One of the six classic French bistro dishes that Hervé This discusses in Building a Meal: From Molecular Gastronomy to Culinary Constructivism is hard-boiled egg with mayonnaise. Employing science rather than relying on old dicta, This explains how to achieve the perfect hard-boiled egg. First let’s start with the properties of the dream egg:
1. Its shell must not crack during cooking.
2. It must easily peel off from the egg once cooked.
3. The white must not be rubbery.
4. The yolk must not be sandy.
5. the egg must not smell of “sulfur” and the yolk must not be greenish.

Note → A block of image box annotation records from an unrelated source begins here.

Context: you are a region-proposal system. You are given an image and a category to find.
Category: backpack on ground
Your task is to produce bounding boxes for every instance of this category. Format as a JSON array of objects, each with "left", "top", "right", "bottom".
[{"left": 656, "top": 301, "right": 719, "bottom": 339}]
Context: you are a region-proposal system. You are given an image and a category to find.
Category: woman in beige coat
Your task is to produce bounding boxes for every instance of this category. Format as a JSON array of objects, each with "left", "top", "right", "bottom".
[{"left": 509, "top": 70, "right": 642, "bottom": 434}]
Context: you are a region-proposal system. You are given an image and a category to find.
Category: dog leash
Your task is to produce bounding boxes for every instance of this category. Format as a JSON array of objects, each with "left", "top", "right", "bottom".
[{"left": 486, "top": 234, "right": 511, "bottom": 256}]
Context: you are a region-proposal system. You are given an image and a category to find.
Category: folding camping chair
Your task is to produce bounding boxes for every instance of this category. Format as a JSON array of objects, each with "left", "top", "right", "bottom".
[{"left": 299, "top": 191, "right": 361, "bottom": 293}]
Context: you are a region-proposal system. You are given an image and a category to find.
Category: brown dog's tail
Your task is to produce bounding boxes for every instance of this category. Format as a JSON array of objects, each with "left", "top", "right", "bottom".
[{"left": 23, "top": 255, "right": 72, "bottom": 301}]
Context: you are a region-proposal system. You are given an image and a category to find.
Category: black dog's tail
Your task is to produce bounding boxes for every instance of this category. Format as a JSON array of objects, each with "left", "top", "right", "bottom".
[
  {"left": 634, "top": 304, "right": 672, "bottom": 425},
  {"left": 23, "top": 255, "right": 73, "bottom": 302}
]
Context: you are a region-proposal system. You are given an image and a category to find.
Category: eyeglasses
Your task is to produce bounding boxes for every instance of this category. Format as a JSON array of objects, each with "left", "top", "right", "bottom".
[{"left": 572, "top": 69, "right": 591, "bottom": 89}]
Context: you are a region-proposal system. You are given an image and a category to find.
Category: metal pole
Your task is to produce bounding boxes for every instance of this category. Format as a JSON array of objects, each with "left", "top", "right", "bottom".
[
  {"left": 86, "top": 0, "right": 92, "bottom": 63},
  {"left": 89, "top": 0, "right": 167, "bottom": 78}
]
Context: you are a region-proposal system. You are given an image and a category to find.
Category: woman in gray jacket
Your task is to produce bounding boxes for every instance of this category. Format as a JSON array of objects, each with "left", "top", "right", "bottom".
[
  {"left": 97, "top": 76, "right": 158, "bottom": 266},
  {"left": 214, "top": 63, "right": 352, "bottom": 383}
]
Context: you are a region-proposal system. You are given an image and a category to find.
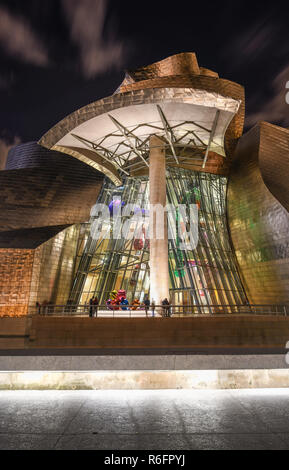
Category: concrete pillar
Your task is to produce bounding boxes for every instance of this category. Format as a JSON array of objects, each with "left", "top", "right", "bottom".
[{"left": 149, "top": 136, "right": 169, "bottom": 305}]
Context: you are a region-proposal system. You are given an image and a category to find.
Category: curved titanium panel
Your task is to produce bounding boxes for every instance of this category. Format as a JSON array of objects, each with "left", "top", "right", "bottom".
[
  {"left": 259, "top": 122, "right": 289, "bottom": 211},
  {"left": 39, "top": 53, "right": 245, "bottom": 174},
  {"left": 228, "top": 123, "right": 289, "bottom": 304}
]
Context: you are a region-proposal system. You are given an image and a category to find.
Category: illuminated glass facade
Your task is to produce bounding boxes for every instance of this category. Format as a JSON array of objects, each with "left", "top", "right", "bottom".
[{"left": 70, "top": 167, "right": 246, "bottom": 307}]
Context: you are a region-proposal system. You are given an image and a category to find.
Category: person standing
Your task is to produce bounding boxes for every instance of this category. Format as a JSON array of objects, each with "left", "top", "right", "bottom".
[
  {"left": 144, "top": 297, "right": 150, "bottom": 317},
  {"left": 151, "top": 300, "right": 156, "bottom": 317},
  {"left": 89, "top": 297, "right": 93, "bottom": 318},
  {"left": 162, "top": 298, "right": 170, "bottom": 317}
]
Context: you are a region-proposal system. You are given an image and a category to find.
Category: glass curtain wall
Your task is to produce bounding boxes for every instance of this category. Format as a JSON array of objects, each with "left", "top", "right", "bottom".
[{"left": 70, "top": 167, "right": 246, "bottom": 311}]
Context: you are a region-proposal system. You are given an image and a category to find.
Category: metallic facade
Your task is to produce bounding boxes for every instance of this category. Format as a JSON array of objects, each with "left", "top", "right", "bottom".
[
  {"left": 0, "top": 142, "right": 103, "bottom": 249},
  {"left": 228, "top": 123, "right": 289, "bottom": 304},
  {"left": 0, "top": 53, "right": 289, "bottom": 315}
]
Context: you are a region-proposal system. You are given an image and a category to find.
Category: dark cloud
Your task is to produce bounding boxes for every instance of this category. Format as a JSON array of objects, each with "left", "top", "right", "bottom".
[
  {"left": 62, "top": 0, "right": 125, "bottom": 78},
  {"left": 246, "top": 64, "right": 289, "bottom": 126},
  {"left": 0, "top": 6, "right": 49, "bottom": 67},
  {"left": 0, "top": 130, "right": 21, "bottom": 170}
]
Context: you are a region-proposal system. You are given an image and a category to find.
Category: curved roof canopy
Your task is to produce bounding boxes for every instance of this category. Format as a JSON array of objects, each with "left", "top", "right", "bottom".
[{"left": 40, "top": 88, "right": 240, "bottom": 183}]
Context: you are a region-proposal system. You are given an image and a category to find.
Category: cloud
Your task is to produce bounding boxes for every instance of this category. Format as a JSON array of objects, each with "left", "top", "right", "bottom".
[
  {"left": 0, "top": 131, "right": 21, "bottom": 171},
  {"left": 62, "top": 0, "right": 125, "bottom": 78},
  {"left": 246, "top": 65, "right": 289, "bottom": 126},
  {"left": 0, "top": 6, "right": 49, "bottom": 67}
]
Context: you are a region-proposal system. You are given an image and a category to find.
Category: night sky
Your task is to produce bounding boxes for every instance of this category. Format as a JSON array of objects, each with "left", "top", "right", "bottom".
[{"left": 0, "top": 0, "right": 289, "bottom": 162}]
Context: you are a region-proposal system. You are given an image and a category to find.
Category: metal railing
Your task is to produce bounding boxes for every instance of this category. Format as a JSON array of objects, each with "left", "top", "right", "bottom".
[{"left": 29, "top": 304, "right": 289, "bottom": 318}]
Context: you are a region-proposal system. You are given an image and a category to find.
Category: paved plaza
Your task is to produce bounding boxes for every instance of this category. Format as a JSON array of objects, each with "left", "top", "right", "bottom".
[{"left": 0, "top": 389, "right": 289, "bottom": 450}]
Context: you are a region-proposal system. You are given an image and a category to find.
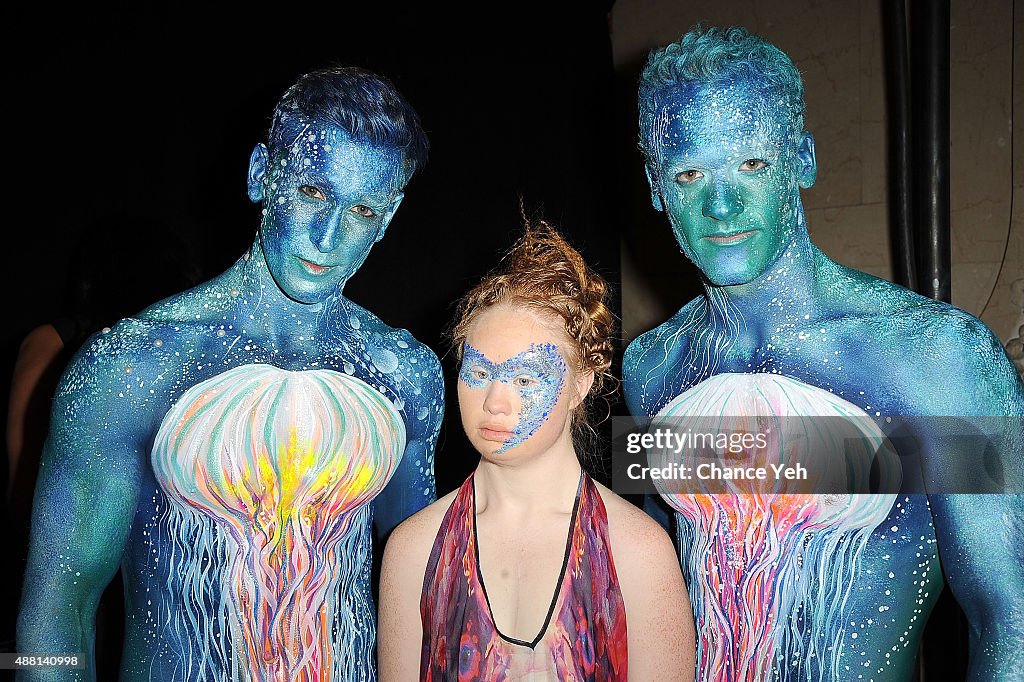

6. The yolk must be perfectly centered in relation to the albumen, so that when sliced the egg exhibits a pleasing symmetry
Here’s what This suggests:
1. To prevent the egg from cracking, take a pin and make a small hole in the large end of the egg. The egg encloses not only the white and the yolk but a pocket of air and the little hole allows the air to escape rather than exerting pressure on the shell. The old dictum that adding salt or vinegar to the boiling water does not work.
2. However, placing the hard-boiled egg in vinegar for a few hours allows you to remove the shell without causing damage to the egg. The acid in the vinegar acts as a corrosive, attacks the shell and makes it easier to remove.
3 and 4. To get the perfect egg white and yolk they both need to coagulate. Ideally, the egg should be placed in boiling water for ten minutes. The egg white begins to coagulate at 61°C (142°F) and the yolk at 62°C (144°F).
5. The right temperature (below 100°C) also prevents the smell of sulfur and a green yolk preventing the formation of dihydrogen sulfide which also reacts with the iron atoms of certain proteins to create the greenish ring found in bad eggs.
6. To have a perfectly centered yolk use a wooden spoon, roll the egg around so that no one part of it is always facing upward; when the white coagulates, the yolk will therefore be perfectly centered. As This explains that when you boil an egg, it usually lies on its side in the pan, which means that the yolk floats to the upper part of the shell.